En dehors du caractère sensible de ce type de données personnelles, la volumétrie est à considérer : la totalité de la population française. Peu d’acteurs sur le marché peuvent se targuer de manipuler une telle masse de données personnelles. Ainsi, pour une telle manne d’informations sensibles, la CNIL avait émis des réserves sur le choix d’un acteur américain.

À croire qu’il s’agissait de cocher toutes les cases d’un scénario pour un film orwellien, ce gigantesque réservoir de données personnelles, sensibles, est sous l’administration d’un groupement d’intérêt public : l’Institut national des données de santé. Il est composé de l’État, des organismes assurant une représentation des malades et des usagers du système de santé, des producteurs de données de santé…

À la décharge de l’Institut national des données de santé, trouver un acteur sur le marché n’était pas aussi simple qu’il y paraît. Tout d’abord, la réglementation encadrant l’hébergement des données numériques de santé est spécifique. Il faut un agrément « hébergeur de données de santé ». Par ailleurs, il fallait que le prestataire choisi soit en mesure de supporter la charge que représentent les traitements de données sur les serveurs, avec un très haut taux de disponibilité. Le marché des prestataires informatiques, malheureusement, contraint à se tourner assez naturellement vers des acteurs américains pour des projets de grande envergure. Ainsi, la volonté exprimée par le secrétaire d’État chargé de la transition numérique de choisir un sous-traitant européen à bref délai sera suivie de près par tous les acteurs intéressés par des services numériques, prestés par des Européens, pour des projets de grande taille.

Au regard de tous ces éléments, la plateforme de données de santé, malgré le choix d’un acteur américain, a choisi de localiser les données sur le territoire européen. Ainsi, toute problématique juridique de transfert de données personnelles vers les États-Unis semble stricto sensu inexistante. Toutefois, la possibilité d’un accès par les équipes techniques de Microsoft, situées aux États-Unis, pour les besoins des opérations d’exploitation des services en ligne et de résolution d’incident, constitue les potentiels transferts de données personnelles transfrontaliers.

Ainsi, le cas pratique soumis à la juridiction suprême, malgré son caractère exceptionnel, permet de tirer quelques enseignements concernant l’appréhension de la CNIL et de la juridiction la contrôlant concernant les conséquences juridiques de l’arrêt Schrems II.

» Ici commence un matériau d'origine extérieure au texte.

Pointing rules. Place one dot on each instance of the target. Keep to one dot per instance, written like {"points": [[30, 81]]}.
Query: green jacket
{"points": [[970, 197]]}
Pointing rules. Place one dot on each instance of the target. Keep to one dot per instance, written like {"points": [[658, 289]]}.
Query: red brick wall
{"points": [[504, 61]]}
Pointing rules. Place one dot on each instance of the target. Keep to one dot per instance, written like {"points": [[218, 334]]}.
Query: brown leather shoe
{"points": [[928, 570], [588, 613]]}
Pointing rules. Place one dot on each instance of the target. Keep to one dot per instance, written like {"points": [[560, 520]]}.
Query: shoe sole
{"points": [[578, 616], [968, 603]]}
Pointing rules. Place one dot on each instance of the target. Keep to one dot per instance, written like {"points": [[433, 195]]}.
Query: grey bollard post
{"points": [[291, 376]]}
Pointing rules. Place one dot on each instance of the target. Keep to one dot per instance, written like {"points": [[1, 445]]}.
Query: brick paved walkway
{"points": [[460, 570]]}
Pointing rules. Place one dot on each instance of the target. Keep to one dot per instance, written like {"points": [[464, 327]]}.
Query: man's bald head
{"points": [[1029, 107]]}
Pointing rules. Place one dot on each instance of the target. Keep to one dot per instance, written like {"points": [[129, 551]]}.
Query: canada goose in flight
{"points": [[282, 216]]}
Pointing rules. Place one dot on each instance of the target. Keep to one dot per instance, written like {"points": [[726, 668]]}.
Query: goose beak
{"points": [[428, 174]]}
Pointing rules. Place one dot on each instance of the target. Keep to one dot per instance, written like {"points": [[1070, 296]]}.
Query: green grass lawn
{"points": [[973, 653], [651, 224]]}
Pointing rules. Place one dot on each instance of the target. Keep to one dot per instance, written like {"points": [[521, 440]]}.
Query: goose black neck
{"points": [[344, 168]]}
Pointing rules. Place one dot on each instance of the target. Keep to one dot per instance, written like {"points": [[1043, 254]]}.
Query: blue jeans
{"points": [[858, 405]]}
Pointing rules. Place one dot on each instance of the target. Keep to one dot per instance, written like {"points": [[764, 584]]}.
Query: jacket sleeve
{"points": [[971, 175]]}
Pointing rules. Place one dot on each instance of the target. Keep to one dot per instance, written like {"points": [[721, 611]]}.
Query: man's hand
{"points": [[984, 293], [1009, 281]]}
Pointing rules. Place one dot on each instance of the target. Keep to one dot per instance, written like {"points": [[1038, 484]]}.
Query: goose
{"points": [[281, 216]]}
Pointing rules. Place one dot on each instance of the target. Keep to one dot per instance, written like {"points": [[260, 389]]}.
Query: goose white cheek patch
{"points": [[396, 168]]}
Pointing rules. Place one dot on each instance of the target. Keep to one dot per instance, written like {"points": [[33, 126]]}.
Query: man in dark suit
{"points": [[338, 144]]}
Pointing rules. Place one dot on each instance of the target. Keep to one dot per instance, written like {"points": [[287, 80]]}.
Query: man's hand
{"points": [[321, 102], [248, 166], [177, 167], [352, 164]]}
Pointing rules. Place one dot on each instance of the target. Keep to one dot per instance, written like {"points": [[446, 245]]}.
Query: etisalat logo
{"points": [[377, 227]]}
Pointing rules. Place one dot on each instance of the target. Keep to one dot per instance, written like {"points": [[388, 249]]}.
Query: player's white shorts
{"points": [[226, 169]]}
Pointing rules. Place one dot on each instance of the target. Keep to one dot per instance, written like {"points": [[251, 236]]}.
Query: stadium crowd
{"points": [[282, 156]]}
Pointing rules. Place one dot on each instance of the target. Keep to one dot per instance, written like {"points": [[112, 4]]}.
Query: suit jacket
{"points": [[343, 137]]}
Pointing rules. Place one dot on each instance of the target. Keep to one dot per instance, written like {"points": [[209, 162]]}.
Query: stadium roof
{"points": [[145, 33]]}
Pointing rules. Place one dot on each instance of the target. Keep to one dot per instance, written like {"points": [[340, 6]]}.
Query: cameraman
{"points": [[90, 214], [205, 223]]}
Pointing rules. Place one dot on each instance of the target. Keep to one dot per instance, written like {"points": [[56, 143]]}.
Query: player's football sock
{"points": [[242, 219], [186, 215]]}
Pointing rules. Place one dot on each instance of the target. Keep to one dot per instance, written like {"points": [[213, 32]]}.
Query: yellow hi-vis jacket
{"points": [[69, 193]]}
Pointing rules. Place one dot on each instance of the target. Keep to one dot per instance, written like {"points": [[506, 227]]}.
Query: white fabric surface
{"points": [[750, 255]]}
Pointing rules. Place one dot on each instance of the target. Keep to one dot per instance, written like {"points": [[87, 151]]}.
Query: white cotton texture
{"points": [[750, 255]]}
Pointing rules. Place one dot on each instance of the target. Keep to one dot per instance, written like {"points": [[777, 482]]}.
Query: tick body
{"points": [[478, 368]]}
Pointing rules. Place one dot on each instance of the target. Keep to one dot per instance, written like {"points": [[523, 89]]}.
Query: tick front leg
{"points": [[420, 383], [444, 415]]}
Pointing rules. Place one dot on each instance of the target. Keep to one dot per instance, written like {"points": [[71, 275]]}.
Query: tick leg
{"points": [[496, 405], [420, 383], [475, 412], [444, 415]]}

Une situation juridique instable

Au regard de l’invalidation du Privacy Shield, l’une des premières informations importantes que la décision du Conseil d’État nous confirme est que la nationalité américaine de la société ne se détermine pas par la localisation de son siège social, mais par sa perméabilité aux demandes des services de renseignement américain. En effet, le contractant de la plateforme de données de santé est Microsoft Ireland Operations Limited, dont le siège social est situé à Dublin. Au regard des règles habituellement applicables aux sociétés, cette dernière est soumise au droit de l’Union européenne et devrait être considérée comme étant « non étasunienne ». Ce point n’est même pas évoqué dans la décision…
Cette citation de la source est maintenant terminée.